The people have spoken (at least 17 people have), and the winner of the first weekly poll for baking day is fruit pizza. As I have never made a fruit pizza, this may get interesting. The Boss says it isn't that tough; you just make a giant sugar cookie for the crust and then mix yogurt, cream cheese and strawberry jam for the "sauce".
The thought does occur to me (contrary to popular opinion, I do think occasionally) that it may be more fun for the kids to make their own "mini-pizzas" by using regular sugar cookies instead of a big one. That way they can put what they want on it and I don't have to cut the bugger into slices to send home. I'm not sure you can even slice a sugar cookie. I guess you could but it would have to be much more moist than I am capable of making.
The Boss is a little sad because she was hoping for cupcakes. I think I may do a supplemental baking day today and make cupcakes just for her (Is it cannibalism for one hot cupcake to eat other cupcakes?). Her big inspection is over this morning, and after working basically non-stop from Sunday afternoon to today (she got three hours of sleep each night) The Boss deserves a treat of her own. Actually, she deserves alot of things she never gets, so I try to make sure that she at least gets showered with praise.
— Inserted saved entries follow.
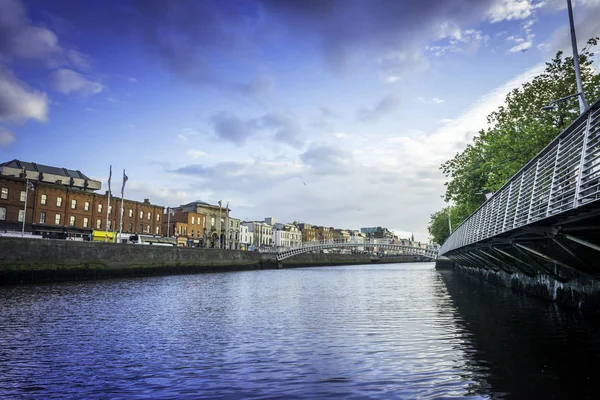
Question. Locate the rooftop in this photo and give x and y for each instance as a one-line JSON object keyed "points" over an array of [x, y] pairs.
{"points": [[44, 169]]}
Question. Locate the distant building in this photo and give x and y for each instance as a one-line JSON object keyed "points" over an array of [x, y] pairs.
{"points": [[233, 234], [323, 233], [262, 233], [187, 225], [246, 238], [286, 235], [62, 202], [308, 232], [378, 233]]}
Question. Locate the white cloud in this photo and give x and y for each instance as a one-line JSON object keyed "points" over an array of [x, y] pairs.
{"points": [[6, 137], [520, 47], [18, 102], [194, 154], [508, 10], [68, 81], [434, 100]]}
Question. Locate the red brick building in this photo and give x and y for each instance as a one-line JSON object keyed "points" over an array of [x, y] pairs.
{"points": [[72, 209]]}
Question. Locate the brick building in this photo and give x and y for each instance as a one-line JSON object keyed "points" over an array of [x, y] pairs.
{"points": [[63, 203], [187, 224]]}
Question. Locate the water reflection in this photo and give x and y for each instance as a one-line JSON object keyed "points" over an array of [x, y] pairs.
{"points": [[530, 348], [371, 331]]}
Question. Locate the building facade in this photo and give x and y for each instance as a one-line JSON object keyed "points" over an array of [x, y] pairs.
{"points": [[186, 224], [308, 232], [246, 238], [59, 211], [286, 235], [262, 233], [233, 234]]}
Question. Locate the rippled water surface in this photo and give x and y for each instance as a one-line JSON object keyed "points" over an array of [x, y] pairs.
{"points": [[369, 331]]}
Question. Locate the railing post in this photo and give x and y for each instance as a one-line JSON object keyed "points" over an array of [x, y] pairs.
{"points": [[537, 169], [553, 177], [582, 160]]}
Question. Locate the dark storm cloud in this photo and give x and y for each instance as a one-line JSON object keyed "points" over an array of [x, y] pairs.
{"points": [[281, 127], [197, 38], [233, 129], [386, 105]]}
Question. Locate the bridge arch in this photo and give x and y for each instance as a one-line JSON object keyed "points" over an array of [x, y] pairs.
{"points": [[282, 254]]}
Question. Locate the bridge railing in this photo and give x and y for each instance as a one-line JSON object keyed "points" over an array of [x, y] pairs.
{"points": [[366, 242], [563, 176]]}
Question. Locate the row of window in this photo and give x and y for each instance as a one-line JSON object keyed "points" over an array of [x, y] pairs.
{"points": [[86, 206]]}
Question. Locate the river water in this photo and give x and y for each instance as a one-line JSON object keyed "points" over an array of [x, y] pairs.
{"points": [[367, 331]]}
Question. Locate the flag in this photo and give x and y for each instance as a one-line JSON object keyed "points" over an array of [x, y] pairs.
{"points": [[125, 179], [109, 176]]}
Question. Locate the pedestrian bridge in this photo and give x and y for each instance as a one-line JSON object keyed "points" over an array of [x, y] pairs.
{"points": [[546, 218], [379, 244]]}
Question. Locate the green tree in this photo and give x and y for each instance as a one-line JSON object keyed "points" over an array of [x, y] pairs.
{"points": [[516, 132]]}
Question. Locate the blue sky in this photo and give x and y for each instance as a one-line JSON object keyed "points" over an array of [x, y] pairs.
{"points": [[332, 112]]}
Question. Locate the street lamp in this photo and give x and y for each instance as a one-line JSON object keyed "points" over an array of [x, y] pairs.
{"points": [[583, 106]]}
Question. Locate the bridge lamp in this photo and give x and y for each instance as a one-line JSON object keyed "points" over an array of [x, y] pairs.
{"points": [[583, 106], [554, 105]]}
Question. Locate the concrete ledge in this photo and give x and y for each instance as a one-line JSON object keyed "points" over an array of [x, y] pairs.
{"points": [[41, 260]]}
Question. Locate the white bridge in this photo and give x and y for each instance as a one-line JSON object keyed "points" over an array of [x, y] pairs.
{"points": [[286, 252]]}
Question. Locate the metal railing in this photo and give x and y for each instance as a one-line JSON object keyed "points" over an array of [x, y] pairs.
{"points": [[563, 176], [367, 242]]}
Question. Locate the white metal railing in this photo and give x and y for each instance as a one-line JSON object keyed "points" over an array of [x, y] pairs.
{"points": [[366, 242], [562, 177]]}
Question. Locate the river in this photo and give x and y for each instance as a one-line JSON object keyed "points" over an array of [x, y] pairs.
{"points": [[366, 331]]}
She is the Queen, after all.
Tonight is her work party at FatCats bowling with a pizza buffet, so we will have something to entertain the kids AND I don't have to fix dinner! That's like the perfect night! That settles it, I have to make the Boss cupcakes, there are no excuses not to. I'll take the camera and get pictures of the kids bowling, that ought to be good for a few giggles.
Beak just brought the kids over and gave me about a half case of Spaghetti-Os. Ah, the Breakfast of Champions!
I, personally, have not been able to eat Spaghetti's-Os since that fateful day when I was 8 or 9. I don't really like to talk about it, as it is a painful chapter of my life but seeing that white and red label on those cans just brought the pain crashing back up to the surface (sniff).
It all started when Mom had somewhere to be and so she sent us to the neighbor's to be babysat. All was well until the neighbor's son Orson, who was a bit younger than I, decided that those damnable pasta hoops were just the right size for expectorating. He....he (sniff)filled is mouth with a big spoonful...(gasp!) and then he went all Animal House Belushi on me.
Great globs of carbohydrates encased in gooey, red, tomato blood went spewing out of his mouth and into my perfect, blond hair. (I did too have hair! Stop laughing, it's not funny!) And since the washcloth could only mop up some of the ooze, I spent the better part of my day smelling spaghetti-Os and feeling my crusty hair try to pull away from my sticky scalp (Geez! No wonder I'm bald!). I think this may have been the beginning of my theory that five year olds are the perfect instruments of destruction.
And I'd really like to thank Beak for bringing it all back in one horrible moment! I may never recover......
OK , I'm over it. Time to go make cupcakes!